Me also being tired said, "Ok" and then turned and looked at the eggs and wondered, how do I "Cook" the eggs? It took me a minute to realize what he said. We still laugh when it is brought up.
missouriboy
09-29-2009, 02:58 AM
When a nephew of missourigirl was about that age he said a similar thing. We were in a restaurant for breakfast and when the waitress asked how he wanted his eggs fixed, he thought for a second and then replied, "Yummy!"
maliakei
09-29-2009, 03:01 PM
I remember our family on a Sunday drive. When dad stopped at a red light there was a car in front of us. A Grand Prix -- correctly pronounced gräN' prē'.
Well, my middle sister being about 7 years old at the time said "Look, a Grand Prix!" Guess you can see how an innocent kid can obviously mispronouce this!
Our dad, being the Very conservative type, reprimanded her. Then mother explained immediately afterwards. Poor sis! She wondered what she said wrong!
Back then that was no laughing matter, but now she laughs about that day.
MeBNude
09-29-2009, 04:20 PM
O.K., I may not have been a kid at the time, but it was my first year living in France, with only a couple of years of college French under my belt, and I doubt a French child would have made this mistake. And this was the first weekend that the french girl that became my best friend took me home to visit her parents (who became my god parents for the year that I was there).
This first meeting and first dinner was in fact their anniversary dinner and there were probably 10 or so people around the table. So, after many courses and glasses of wine, we get to the cheese course (and there is still dessert!!) and I am so full that I am ready to pop. So, in all of my politeness, I decide to say, "no thank you, I am full." Seems good to me. So I say, "non mercie, je suis pleine."

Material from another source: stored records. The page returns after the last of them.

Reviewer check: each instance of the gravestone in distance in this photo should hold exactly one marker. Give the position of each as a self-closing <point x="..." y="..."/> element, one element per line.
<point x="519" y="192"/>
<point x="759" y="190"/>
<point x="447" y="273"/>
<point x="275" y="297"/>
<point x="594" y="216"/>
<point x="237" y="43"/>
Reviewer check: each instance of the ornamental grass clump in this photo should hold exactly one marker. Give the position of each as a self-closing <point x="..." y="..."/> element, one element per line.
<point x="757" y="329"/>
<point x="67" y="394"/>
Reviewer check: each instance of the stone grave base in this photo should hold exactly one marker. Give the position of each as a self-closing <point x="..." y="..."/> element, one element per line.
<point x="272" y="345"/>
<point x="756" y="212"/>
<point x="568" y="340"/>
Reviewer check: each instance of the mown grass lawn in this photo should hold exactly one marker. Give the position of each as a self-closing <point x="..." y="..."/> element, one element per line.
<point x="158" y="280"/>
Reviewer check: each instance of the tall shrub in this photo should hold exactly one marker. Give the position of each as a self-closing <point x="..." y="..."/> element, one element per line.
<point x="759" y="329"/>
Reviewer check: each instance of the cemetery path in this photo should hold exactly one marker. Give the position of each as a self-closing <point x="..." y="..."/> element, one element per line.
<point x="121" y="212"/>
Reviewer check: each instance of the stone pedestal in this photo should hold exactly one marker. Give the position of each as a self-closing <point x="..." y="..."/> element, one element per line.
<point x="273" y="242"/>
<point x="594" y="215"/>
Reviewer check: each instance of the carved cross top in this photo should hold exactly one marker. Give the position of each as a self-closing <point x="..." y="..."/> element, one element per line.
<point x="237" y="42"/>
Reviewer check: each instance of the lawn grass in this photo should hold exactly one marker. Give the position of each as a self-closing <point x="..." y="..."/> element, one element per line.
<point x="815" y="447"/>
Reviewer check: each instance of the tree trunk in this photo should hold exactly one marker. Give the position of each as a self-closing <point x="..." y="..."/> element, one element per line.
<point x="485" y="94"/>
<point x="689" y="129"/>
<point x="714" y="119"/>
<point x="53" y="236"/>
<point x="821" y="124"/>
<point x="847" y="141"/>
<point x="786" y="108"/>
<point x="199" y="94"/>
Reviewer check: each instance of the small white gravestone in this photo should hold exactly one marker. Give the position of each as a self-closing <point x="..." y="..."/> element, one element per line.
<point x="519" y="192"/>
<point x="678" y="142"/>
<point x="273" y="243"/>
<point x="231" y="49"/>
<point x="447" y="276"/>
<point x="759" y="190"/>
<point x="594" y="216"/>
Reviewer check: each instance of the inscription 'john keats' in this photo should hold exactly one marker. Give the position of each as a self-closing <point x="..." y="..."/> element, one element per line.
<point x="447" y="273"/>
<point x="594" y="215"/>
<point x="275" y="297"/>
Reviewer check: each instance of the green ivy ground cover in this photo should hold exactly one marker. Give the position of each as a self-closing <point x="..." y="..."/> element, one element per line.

I said it loud enough, used the right words, said it right and smiled politely. The entire table bust out laughing, all but falling on the floor crying. :confused: Turns out that I had just said, "No thank you, I am pregnant." They say "I am full" differently in french. :doh:
steve-o
09-29-2009, 04:53 PM
LOL! That is funny ... and something a young kid may actually say, or "I feel like I'm pregnant."